THE lack of accommodation in 2010 Soccer World Cup host cities such as Durban and Bloemfontein is expected to add to the growing trend of overseas fans basing themselves in Cape Town and commuting to games in other regions.
Recent reports in the British media highlighting these regional shortages during the British and Irish Lions rugby tour have increased Cape Town’s standing as the global soccer tournament’s premier tourist destination.
“The construction of new five star hotels around the city is an indication that Cape Town is positioning itself to take advantage of the predicted exponential growth in the local tourism industry,” Solomon Brothers Property Holdings chairman David Solomon says.

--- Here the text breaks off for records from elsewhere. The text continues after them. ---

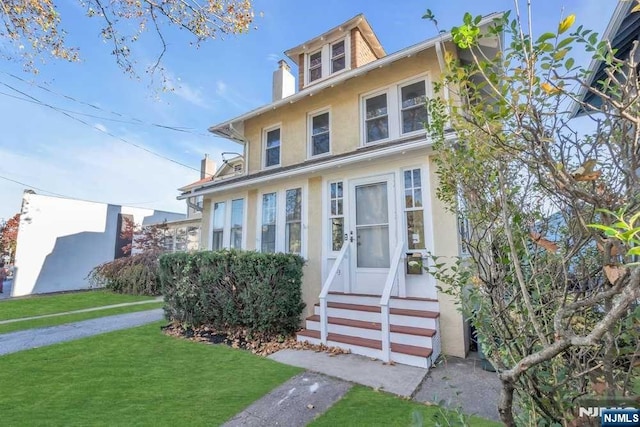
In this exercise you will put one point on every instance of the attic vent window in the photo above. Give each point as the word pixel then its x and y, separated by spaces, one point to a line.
pixel 315 66
pixel 338 57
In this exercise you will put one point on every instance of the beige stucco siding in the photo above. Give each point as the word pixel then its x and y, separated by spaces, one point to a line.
pixel 452 324
pixel 343 101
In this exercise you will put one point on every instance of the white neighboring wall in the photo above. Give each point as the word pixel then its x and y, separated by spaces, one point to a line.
pixel 60 240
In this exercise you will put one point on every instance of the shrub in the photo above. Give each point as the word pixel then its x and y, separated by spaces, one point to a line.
pixel 134 275
pixel 257 291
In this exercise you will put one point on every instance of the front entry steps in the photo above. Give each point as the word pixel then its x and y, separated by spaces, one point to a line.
pixel 354 323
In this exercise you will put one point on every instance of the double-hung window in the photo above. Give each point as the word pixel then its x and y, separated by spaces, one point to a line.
pixel 293 226
pixel 272 148
pixel 315 66
pixel 397 111
pixel 237 218
pixel 338 56
pixel 281 227
pixel 414 209
pixel 413 111
pixel 217 228
pixel 268 235
pixel 320 134
pixel 377 118
pixel 336 215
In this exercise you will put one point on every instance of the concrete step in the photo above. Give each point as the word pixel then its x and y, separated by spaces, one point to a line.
pixel 414 303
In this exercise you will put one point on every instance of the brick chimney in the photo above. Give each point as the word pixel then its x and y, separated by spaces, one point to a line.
pixel 284 84
pixel 207 167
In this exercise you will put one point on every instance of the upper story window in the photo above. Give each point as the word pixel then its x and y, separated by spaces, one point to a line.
pixel 414 113
pixel 396 111
pixel 377 118
pixel 315 66
pixel 338 57
pixel 272 148
pixel 320 140
pixel 328 60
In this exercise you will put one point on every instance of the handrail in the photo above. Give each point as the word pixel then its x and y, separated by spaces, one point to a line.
pixel 327 287
pixel 384 301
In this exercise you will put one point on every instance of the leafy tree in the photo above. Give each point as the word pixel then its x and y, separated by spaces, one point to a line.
pixel 552 281
pixel 33 29
pixel 9 236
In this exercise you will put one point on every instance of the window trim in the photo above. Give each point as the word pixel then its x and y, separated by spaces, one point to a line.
pixel 281 216
pixel 265 132
pixel 310 116
pixel 422 208
pixel 226 229
pixel 394 108
pixel 326 62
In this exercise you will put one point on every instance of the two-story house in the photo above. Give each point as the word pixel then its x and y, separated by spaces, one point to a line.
pixel 339 169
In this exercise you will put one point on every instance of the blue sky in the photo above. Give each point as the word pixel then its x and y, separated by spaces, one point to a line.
pixel 222 79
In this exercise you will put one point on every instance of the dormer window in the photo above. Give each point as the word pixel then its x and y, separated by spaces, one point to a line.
pixel 329 59
pixel 315 66
pixel 338 57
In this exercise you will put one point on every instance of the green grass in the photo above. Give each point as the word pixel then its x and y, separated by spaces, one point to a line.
pixel 134 377
pixel 76 317
pixel 362 406
pixel 49 304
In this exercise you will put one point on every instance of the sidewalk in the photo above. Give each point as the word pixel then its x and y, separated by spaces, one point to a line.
pixel 33 338
pixel 84 310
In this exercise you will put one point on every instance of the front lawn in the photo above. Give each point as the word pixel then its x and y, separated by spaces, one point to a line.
pixel 362 406
pixel 75 317
pixel 134 377
pixel 58 303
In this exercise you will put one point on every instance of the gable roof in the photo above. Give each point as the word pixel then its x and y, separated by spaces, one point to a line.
pixel 229 129
pixel 622 31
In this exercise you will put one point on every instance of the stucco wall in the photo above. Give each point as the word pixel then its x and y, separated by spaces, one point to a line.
pixel 344 103
pixel 61 240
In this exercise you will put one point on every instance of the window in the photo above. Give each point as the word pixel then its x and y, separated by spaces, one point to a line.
pixel 336 215
pixel 396 111
pixel 293 225
pixel 413 111
pixel 315 66
pixel 414 209
pixel 217 227
pixel 268 240
pixel 338 57
pixel 272 148
pixel 237 217
pixel 320 139
pixel 377 118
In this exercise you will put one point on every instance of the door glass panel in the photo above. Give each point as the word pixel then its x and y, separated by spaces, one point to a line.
pixel 372 226
pixel 371 204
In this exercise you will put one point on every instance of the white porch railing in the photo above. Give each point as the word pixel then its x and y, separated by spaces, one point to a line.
pixel 342 256
pixel 392 279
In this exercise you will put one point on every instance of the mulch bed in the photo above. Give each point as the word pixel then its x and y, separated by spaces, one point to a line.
pixel 240 338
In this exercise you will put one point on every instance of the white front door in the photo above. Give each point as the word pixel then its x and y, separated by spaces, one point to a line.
pixel 373 231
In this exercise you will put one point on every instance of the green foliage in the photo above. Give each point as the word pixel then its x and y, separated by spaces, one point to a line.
pixel 258 291
pixel 133 275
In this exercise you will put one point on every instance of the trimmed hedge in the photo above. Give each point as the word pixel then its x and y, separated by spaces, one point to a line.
pixel 257 291
pixel 134 275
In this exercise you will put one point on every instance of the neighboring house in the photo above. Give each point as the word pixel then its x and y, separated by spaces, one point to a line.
pixel 621 33
pixel 60 240
pixel 341 172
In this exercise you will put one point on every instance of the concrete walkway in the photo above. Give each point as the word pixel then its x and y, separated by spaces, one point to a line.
pixel 453 382
pixel 84 310
pixel 33 338
pixel 295 403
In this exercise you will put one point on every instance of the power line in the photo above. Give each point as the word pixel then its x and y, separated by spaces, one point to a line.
pixel 124 118
pixel 71 197
pixel 44 104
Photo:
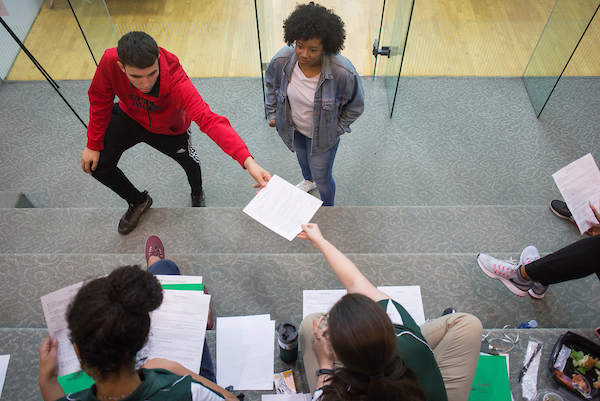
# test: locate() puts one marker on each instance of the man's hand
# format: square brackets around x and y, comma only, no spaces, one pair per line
[48,374]
[595,230]
[89,160]
[261,175]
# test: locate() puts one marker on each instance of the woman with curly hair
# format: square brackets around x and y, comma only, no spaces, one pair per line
[109,323]
[368,347]
[313,94]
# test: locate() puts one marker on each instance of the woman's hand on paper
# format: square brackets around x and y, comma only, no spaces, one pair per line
[311,232]
[325,354]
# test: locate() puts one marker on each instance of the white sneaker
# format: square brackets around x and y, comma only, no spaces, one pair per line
[307,185]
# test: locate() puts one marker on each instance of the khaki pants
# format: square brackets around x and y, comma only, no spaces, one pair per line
[454,338]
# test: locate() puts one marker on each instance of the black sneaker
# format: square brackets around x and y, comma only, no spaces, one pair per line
[198,200]
[561,209]
[132,216]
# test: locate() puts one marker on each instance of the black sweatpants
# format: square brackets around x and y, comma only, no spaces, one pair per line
[577,260]
[123,133]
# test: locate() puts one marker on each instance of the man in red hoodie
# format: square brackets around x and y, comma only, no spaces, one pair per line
[157,103]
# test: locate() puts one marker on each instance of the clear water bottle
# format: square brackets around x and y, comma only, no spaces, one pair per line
[531,324]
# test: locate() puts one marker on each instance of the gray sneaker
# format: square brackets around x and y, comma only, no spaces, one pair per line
[528,255]
[538,290]
[505,271]
[132,216]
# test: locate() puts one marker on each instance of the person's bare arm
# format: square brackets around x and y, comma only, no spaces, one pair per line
[345,270]
[48,374]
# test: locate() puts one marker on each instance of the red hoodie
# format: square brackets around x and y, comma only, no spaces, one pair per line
[171,113]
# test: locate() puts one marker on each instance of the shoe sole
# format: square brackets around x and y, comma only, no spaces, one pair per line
[532,294]
[572,220]
[507,283]
[136,224]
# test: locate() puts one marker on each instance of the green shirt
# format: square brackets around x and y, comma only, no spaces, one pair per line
[412,346]
[158,385]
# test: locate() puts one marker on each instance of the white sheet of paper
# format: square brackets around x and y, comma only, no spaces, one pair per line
[285,397]
[55,306]
[282,207]
[579,184]
[3,368]
[178,328]
[245,352]
[169,279]
[409,296]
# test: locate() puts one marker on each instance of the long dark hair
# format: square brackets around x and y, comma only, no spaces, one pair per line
[364,340]
[109,318]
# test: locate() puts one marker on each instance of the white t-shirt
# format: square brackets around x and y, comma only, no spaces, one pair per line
[301,94]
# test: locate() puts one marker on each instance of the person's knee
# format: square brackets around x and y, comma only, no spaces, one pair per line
[468,325]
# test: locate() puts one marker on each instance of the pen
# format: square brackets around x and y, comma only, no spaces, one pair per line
[524,370]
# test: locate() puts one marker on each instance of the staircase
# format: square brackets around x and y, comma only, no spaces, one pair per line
[464,167]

The company, which developed the Pepper Club — a R400m five-star luxury hotel and spa — says that the increased booking inquiries have indicated that the hotel is already benefiting from the shortages in smaller host cities.
The company says Cape Town is in pole position to attract most of the expected 450000 visitors.

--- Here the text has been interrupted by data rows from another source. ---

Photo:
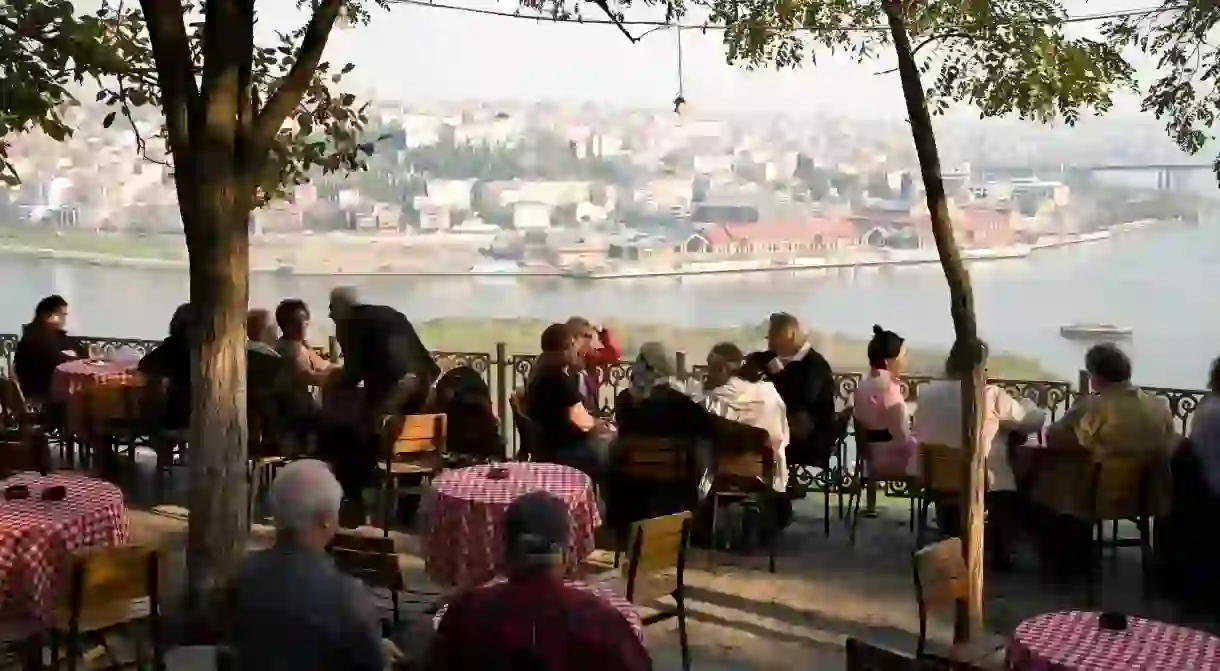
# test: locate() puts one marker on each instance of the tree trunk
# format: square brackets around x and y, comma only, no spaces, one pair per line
[218,253]
[966,350]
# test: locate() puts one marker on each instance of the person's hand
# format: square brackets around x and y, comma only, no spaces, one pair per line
[389,652]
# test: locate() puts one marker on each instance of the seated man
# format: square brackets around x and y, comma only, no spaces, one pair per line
[567,433]
[807,384]
[938,420]
[1118,420]
[738,393]
[292,609]
[534,620]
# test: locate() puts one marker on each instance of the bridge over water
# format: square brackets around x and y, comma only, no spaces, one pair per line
[1168,175]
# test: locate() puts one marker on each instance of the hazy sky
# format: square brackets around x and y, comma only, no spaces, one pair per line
[412,53]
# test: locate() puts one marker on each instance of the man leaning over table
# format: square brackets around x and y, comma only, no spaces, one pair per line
[1118,420]
[598,348]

Fifa, world football’s governing body, has estimated that 55000 hotel rooms will be required for the duration of the tournament — 15000 more than currently available.
According to many airline charter companies, though they have been significantly affected by the global downturn, bookings for return flights out of Cape Town rose sharply during the staging of the recent Indian Premier League and British and Irish Lions rugby tour and are expected to spike again during next year’s World Cup.
Solomon cites a combination of factors such as world-class beaches, ample tourist attractions such as Table Mountain, and cosmopolitan night life, for enhancing the global appeal of Cape Town over SA’s other 2010 host cities.